It certainly depends on the data structure used to represent the DAG.
We will use a data structure that I am going to call the characteristic-hash-vector (CHV). Given a graph $G$ of size $n$, and a subgraph $S \subseteq G$, the characteristic vector $X_S$ is the vector of size $n$ that has a 1 for each node in $S$ and a 0 for all other elements. The CHV is a way of representing the characteristic vector using a hashmap. Given a subset $S$, each node $v$ in $G$ is mapped to $X_S(v)$.

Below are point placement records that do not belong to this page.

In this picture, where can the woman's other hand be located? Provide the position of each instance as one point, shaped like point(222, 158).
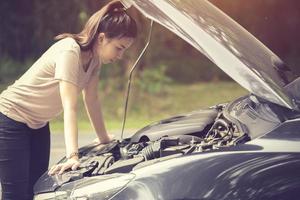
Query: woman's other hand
point(72, 163)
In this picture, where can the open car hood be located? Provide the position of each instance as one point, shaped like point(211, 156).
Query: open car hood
point(224, 42)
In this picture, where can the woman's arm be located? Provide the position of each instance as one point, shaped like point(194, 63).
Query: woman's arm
point(93, 108)
point(69, 93)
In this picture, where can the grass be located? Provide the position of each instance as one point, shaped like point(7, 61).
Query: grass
point(145, 108)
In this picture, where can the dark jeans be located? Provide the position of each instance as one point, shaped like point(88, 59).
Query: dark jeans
point(24, 157)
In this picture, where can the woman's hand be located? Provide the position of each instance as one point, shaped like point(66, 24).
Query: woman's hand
point(72, 163)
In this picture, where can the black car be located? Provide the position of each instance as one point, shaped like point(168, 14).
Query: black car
point(246, 149)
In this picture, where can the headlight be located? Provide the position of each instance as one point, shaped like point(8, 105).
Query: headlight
point(101, 190)
point(91, 189)
point(51, 196)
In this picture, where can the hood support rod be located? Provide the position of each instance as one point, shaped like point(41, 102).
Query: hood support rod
point(130, 77)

Let's try representing the DAG as a set of nodes, and with each node $x$, maintain a CHV for incoming nodes $y$ (there exists a directed edge from $y$ to $x$) and a CHV for outgoing nodes $w$ (there exists a directed edge from $x$ to $w$). Then, it is easy to find a node with no incoming edges. Start with any arbitrary node, and then pick any arbitrary node from its incoming CHV, and so on, until we reach a node with an empty incoming CHV. By the proof the earlier in the section, we know that this search will terminate in $O(n)$ time.
Then, we go to each node in this final node's outgoing CHV, and remove the final node from its incoming CHV (this is where we use the constant-time properties of hashmaps/CHVs). This process also takes $O(n)$ time.
Thus, we have a runtime of $O(n)$ for each iteration of the loop in the algorithm to compute a topological order for a DAG.